Bible et zazen / Les koans
MàJ 10 octobre 2012      

Les koans zen - Les mystères chrétiens
Une pédagogie commune ?

Le koan est utilisé dans la tradition bouddhiste zen Rinzai, et non pas Soto (Deshimaru, qui a développé le zen en Europe, est de la tradition Soto).
C'est une énigme, un illogisme donné par le maître au disciple dans un double but :
  • Faire progresser le disciple sur la voie de l'éveil,
  • Permettre au maître d'apprécier où en est le disciple.
C'est par la pratique de l'assise en zazen, et non pas en réfléchissant, que le disciple "résout" un koan.
Pour en savoir plus, voir wiki : Koan.

Cet outil pédagogique pourrait-il utilement être transposé à la Bible, et comment ?
Peuvent répondre à cette question les très rares personnes qui ont une grande connaissance des deux traditions.
Côté zen, il faut des dizaines d'années de pratique auprès d'un maître. Et il n'y a que quelques dizaines de maîtres dans le monde habilités à transmettre les koans, essentiellement au Japon.
Côté Bible, il ne s'agit pas d'une érudition, mais d'une pratique selon la tradition juive et des Pères de l'Eglise. La Bible n'est pas qu'un livre de sagesse.

J'ai vécu quelques sesshins animés par un maître zen Rinzai japonais. Il s'est suffisamment intéressé à la Bible pour exprimer son désir de travailler avec des chrétiens à des "koans bibliques".
Il s'étonnait : Comment pouvez-vous confier des responsabilités spirituelles à des personnes sans avoir d'outil pour mesurer leur avancement spirituel ?
Sa perception trop extérieure de la Bible ne lui permettait pas d'aller plus loin.

Pour ma part, il me semble que les "énigmes" auxquelles on se heurte en travaillant sérieusement une parabole (ou un autre type de texte) se résolvent par l'assise en zazen ou une discipline aidant à une "conversion" qui ne soit pas seulement mentale et volontariste (prière, liturgie, chants...).
L'énigme n'a pas de solution rationnelle (terrestre, au niveau horizontal), elle demande une élévation dans une nouvelle dimension (verticale, céleste).

Exemple : l'annonciation

Tu vas concevoir et enfanter un fils ; tu lui donneras le nom de Jésus (annonciation à Marie, Lc 1,31)
L'enfant qui est engendré en elle vient de l'Esprit Saint ; elle mettra au monde un fils, auquel tu donneras le nom de Jésus (c'est-à-dire : Le-Seigneur-sauve)... la Vierge concevra et elle mettra au monde un fils, auquel on donnera le nom d'Emmanuel, qui se traduit : « Dieu-avec-nous » (annonciation à Joseph, Mt 1,20...23).

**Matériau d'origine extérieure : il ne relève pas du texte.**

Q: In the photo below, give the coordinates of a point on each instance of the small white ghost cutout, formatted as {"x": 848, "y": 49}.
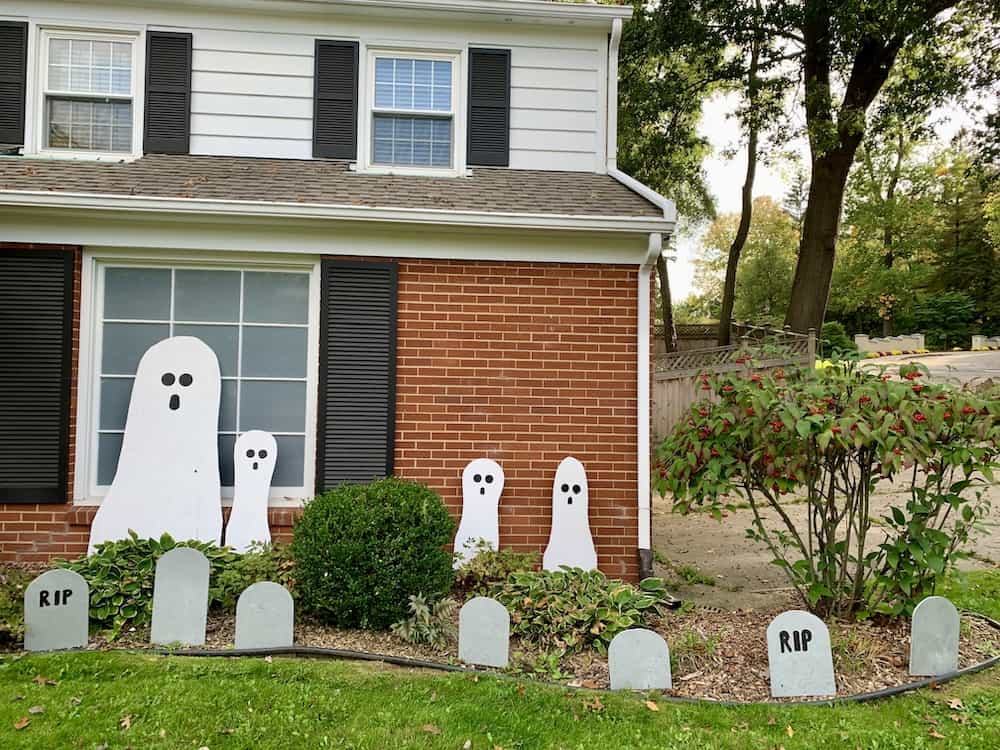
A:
{"x": 167, "y": 479}
{"x": 570, "y": 541}
{"x": 254, "y": 458}
{"x": 482, "y": 484}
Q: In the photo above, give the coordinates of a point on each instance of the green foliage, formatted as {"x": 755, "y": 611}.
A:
{"x": 13, "y": 581}
{"x": 834, "y": 340}
{"x": 833, "y": 435}
{"x": 491, "y": 566}
{"x": 361, "y": 549}
{"x": 429, "y": 623}
{"x": 572, "y": 609}
{"x": 120, "y": 575}
{"x": 262, "y": 563}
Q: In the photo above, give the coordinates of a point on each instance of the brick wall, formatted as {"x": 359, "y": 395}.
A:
{"x": 524, "y": 363}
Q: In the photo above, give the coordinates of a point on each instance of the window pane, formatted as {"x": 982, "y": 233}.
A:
{"x": 115, "y": 395}
{"x": 274, "y": 352}
{"x": 272, "y": 405}
{"x": 137, "y": 293}
{"x": 289, "y": 470}
{"x": 220, "y": 339}
{"x": 226, "y": 445}
{"x": 125, "y": 343}
{"x": 275, "y": 297}
{"x": 207, "y": 295}
{"x": 227, "y": 407}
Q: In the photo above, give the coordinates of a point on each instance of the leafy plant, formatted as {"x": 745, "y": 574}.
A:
{"x": 429, "y": 622}
{"x": 572, "y": 609}
{"x": 491, "y": 566}
{"x": 263, "y": 562}
{"x": 833, "y": 434}
{"x": 120, "y": 575}
{"x": 361, "y": 549}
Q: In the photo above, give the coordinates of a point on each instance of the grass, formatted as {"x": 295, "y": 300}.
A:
{"x": 117, "y": 700}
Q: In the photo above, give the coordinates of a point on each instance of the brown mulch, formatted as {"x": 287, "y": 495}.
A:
{"x": 717, "y": 655}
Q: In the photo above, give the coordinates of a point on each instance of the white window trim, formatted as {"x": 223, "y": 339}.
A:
{"x": 366, "y": 110}
{"x": 38, "y": 47}
{"x": 85, "y": 488}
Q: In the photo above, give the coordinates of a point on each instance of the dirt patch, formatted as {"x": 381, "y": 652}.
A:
{"x": 709, "y": 550}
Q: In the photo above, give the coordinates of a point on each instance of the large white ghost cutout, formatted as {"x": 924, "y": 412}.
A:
{"x": 168, "y": 469}
{"x": 482, "y": 483}
{"x": 570, "y": 541}
{"x": 253, "y": 458}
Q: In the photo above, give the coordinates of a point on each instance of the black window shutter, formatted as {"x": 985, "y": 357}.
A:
{"x": 335, "y": 100}
{"x": 13, "y": 67}
{"x": 36, "y": 315}
{"x": 489, "y": 107}
{"x": 357, "y": 389}
{"x": 167, "y": 127}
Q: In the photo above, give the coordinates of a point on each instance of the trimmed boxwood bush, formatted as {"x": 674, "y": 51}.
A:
{"x": 361, "y": 550}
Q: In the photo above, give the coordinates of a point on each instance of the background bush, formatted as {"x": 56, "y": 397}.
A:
{"x": 361, "y": 550}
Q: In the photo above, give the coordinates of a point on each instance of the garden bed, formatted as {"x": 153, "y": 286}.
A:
{"x": 716, "y": 654}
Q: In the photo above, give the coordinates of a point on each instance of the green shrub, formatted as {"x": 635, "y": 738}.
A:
{"x": 429, "y": 622}
{"x": 263, "y": 562}
{"x": 571, "y": 609}
{"x": 361, "y": 549}
{"x": 491, "y": 566}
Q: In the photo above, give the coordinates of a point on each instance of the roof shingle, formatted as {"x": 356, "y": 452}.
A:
{"x": 330, "y": 182}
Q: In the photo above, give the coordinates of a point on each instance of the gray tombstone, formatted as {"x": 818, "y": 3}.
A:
{"x": 180, "y": 598}
{"x": 265, "y": 617}
{"x": 56, "y": 605}
{"x": 799, "y": 656}
{"x": 639, "y": 660}
{"x": 934, "y": 638}
{"x": 484, "y": 632}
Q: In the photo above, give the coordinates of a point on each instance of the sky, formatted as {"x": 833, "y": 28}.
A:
{"x": 725, "y": 177}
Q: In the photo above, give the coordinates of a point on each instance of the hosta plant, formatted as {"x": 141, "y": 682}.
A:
{"x": 571, "y": 609}
{"x": 831, "y": 436}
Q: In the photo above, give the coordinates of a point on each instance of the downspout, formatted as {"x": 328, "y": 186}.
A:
{"x": 655, "y": 247}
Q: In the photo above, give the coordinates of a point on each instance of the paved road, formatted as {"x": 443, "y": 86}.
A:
{"x": 960, "y": 367}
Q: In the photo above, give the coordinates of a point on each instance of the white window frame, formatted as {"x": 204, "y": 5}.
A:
{"x": 135, "y": 39}
{"x": 86, "y": 491}
{"x": 368, "y": 110}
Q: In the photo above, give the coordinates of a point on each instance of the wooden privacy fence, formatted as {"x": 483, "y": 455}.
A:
{"x": 676, "y": 376}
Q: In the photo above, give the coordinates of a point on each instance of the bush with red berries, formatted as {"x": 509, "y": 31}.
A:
{"x": 830, "y": 437}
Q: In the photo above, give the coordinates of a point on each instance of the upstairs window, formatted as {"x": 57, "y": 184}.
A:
{"x": 88, "y": 87}
{"x": 413, "y": 111}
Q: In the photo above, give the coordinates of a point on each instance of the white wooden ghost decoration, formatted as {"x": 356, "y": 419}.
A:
{"x": 570, "y": 541}
{"x": 168, "y": 470}
{"x": 254, "y": 458}
{"x": 482, "y": 484}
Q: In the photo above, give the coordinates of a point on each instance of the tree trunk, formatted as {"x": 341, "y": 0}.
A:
{"x": 666, "y": 305}
{"x": 814, "y": 271}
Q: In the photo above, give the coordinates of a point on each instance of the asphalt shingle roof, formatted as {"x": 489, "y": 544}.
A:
{"x": 330, "y": 182}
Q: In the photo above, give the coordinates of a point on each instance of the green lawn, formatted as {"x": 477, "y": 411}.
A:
{"x": 118, "y": 700}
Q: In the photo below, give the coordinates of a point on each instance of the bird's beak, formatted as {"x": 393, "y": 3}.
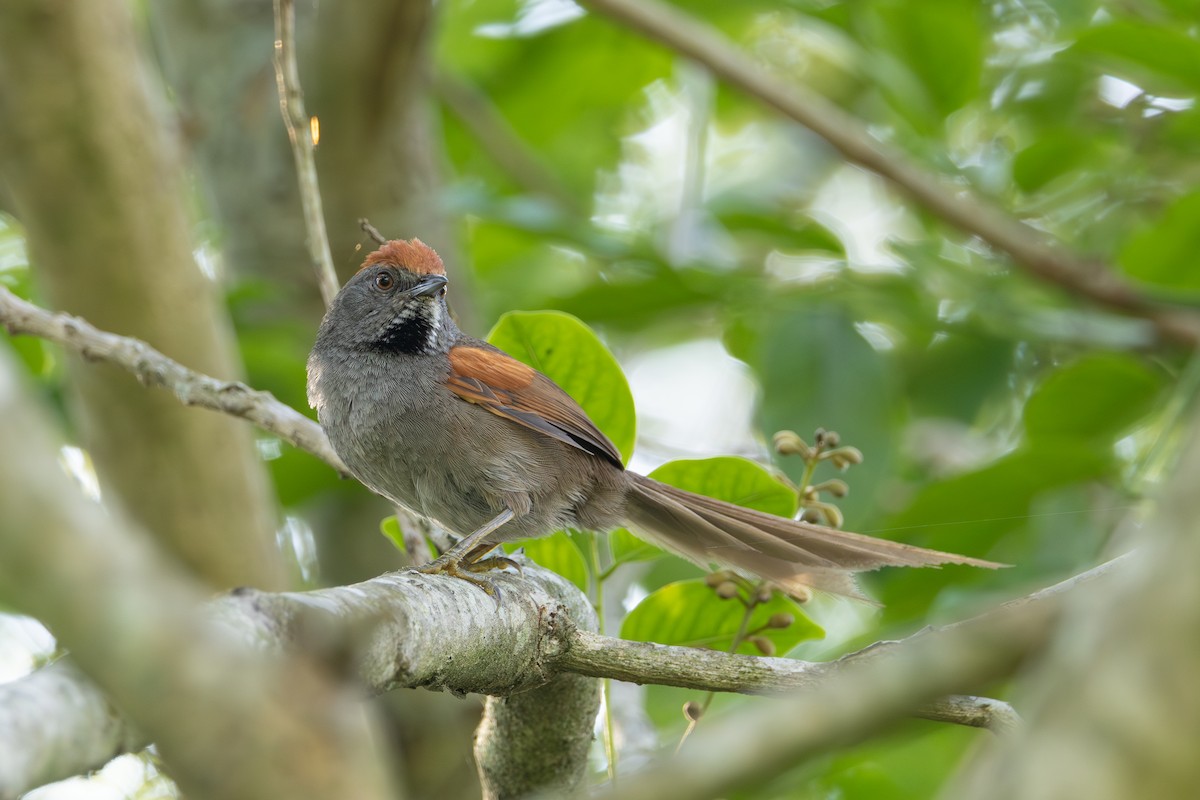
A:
{"x": 429, "y": 286}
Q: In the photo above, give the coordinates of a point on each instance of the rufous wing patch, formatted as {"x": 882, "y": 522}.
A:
{"x": 507, "y": 388}
{"x": 413, "y": 256}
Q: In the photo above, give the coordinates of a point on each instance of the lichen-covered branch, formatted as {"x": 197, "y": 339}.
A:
{"x": 1032, "y": 250}
{"x": 412, "y": 630}
{"x": 154, "y": 368}
{"x": 222, "y": 715}
{"x": 54, "y": 725}
{"x": 99, "y": 186}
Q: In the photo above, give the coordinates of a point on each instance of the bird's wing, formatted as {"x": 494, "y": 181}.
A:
{"x": 495, "y": 380}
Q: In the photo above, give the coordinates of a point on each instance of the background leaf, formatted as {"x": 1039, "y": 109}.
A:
{"x": 571, "y": 355}
{"x": 689, "y": 613}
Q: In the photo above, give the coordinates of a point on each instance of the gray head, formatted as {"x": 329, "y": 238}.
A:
{"x": 395, "y": 304}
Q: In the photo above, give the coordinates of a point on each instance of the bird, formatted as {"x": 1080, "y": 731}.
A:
{"x": 460, "y": 432}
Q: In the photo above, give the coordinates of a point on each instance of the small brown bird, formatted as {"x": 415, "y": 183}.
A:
{"x": 457, "y": 431}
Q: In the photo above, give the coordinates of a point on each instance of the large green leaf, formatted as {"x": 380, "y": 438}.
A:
{"x": 726, "y": 477}
{"x": 817, "y": 371}
{"x": 1167, "y": 58}
{"x": 690, "y": 613}
{"x": 941, "y": 42}
{"x": 1167, "y": 252}
{"x": 559, "y": 553}
{"x": 573, "y": 355}
{"x": 1053, "y": 155}
{"x": 1097, "y": 397}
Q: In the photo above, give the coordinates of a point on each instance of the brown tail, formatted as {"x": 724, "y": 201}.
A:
{"x": 792, "y": 554}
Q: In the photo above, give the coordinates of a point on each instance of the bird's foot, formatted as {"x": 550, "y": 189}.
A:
{"x": 471, "y": 571}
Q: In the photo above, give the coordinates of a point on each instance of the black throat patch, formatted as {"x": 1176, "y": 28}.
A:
{"x": 411, "y": 334}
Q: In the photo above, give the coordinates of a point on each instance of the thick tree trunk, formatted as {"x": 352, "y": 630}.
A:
{"x": 100, "y": 192}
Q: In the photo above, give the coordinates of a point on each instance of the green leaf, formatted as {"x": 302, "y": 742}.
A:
{"x": 731, "y": 479}
{"x": 390, "y": 528}
{"x": 1165, "y": 59}
{"x": 558, "y": 553}
{"x": 941, "y": 42}
{"x": 1168, "y": 251}
{"x": 571, "y": 355}
{"x": 625, "y": 547}
{"x": 689, "y": 613}
{"x": 1051, "y": 156}
{"x": 1098, "y": 396}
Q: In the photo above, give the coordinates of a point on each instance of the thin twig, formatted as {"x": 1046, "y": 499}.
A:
{"x": 287, "y": 78}
{"x": 1037, "y": 252}
{"x": 501, "y": 142}
{"x": 371, "y": 230}
{"x": 154, "y": 368}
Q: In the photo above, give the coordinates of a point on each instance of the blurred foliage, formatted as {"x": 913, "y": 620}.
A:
{"x": 999, "y": 416}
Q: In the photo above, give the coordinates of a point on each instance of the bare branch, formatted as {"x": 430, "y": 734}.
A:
{"x": 287, "y": 78}
{"x": 371, "y": 230}
{"x": 154, "y": 368}
{"x": 503, "y": 144}
{"x": 412, "y": 630}
{"x": 1031, "y": 248}
{"x": 223, "y": 715}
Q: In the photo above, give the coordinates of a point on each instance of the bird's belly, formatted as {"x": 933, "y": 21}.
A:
{"x": 414, "y": 458}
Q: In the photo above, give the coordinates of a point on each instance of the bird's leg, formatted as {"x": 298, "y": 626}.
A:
{"x": 462, "y": 559}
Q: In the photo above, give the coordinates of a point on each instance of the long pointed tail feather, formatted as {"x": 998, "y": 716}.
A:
{"x": 792, "y": 554}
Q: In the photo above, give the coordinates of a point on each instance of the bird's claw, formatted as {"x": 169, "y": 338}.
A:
{"x": 471, "y": 572}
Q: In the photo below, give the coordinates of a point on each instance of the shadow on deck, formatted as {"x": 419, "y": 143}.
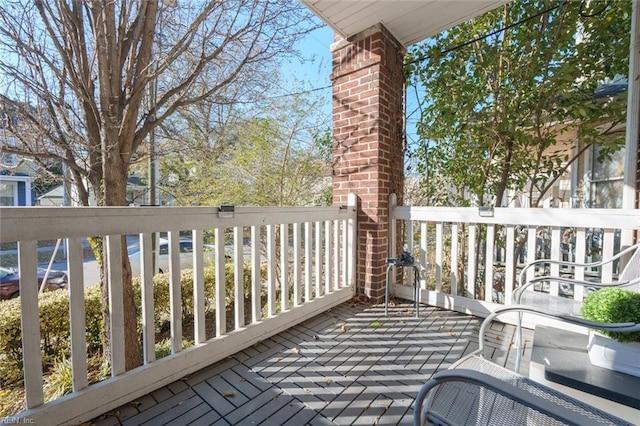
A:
{"x": 349, "y": 365}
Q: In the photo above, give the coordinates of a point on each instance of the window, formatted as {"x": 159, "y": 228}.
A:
{"x": 607, "y": 179}
{"x": 8, "y": 160}
{"x": 8, "y": 194}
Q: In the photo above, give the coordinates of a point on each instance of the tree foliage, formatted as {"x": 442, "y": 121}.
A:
{"x": 274, "y": 154}
{"x": 497, "y": 102}
{"x": 88, "y": 81}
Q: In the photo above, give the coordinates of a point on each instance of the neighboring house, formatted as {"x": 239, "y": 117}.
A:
{"x": 136, "y": 195}
{"x": 15, "y": 175}
{"x": 588, "y": 182}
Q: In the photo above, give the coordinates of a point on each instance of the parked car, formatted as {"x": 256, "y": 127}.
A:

Concevoir, enfanter, donner le nom de Jésus. Au niveau "horizontal", c'est un évènement du passé concernant Marie.
Et si j'étais concerné ? Si cela me disait quelque chose sur ce que je suis ?
Concevoir... Mettre au monde... Donner le nom de Jésus... N'est-ce pas mon histoire, ma vocation ?
Le zazen pourra faire que ces mots ne restent pas que des mots.


Comment cela va-t-il se faire, puisque je suis vierge ? (Lc 1,34)

Au niveau terrestre, on peut discuter longtemps de la virginité physique de Marie.
Mais ce qui est vraiment étonnant, c'est qu'elle proclame une décision qui, semble-t-il, va empêcher la réalisation de la merveille annoncée par l'ange.
Quand les urgences (ou les envies) m'assaillent et que je donne la priorité au zazen ou à la prière, je m'inscris dans la même ligne paradoxale que Marie.
Je ne peux pas comprendre sa réponse sans faire une expérience similaire

Autre exemple : la Genèse

Dieu les [Adam mâle et femelle !] bénit et leur dit : « Soyez féconds et multipliez-vous, remplissez la terre et soumettez-la. Soyez les maîtres des poissons de la mer, des oiseaux du ciel, et de tous les animaux qui vont et viennent sur la terre. » (Gn 1,28)

L'assise en zazen me fait entrer dans cette réalité que je suis "mâle et femelle", et quel est ce travail de "soumettre la terre", de dominer mes animaux intérieurs qui s'opère grâce à ces deux composantes.

Un petit pas pour commencer

Il me semble que la tradition des koans pourrait nous inciter à chercher les énigmes de la Bible comme des perles précieuses. Notre conversion pourrait venir de la méditation de ces questions sans réponse.
C'est évidemment à l'opposé de la plupart des habitudes pédagogiques : on enseigne le "contenu" de la foi.
Il s'agirait de viser la transformation du "contenant" : le catéchumène ou le chrétien en chemin.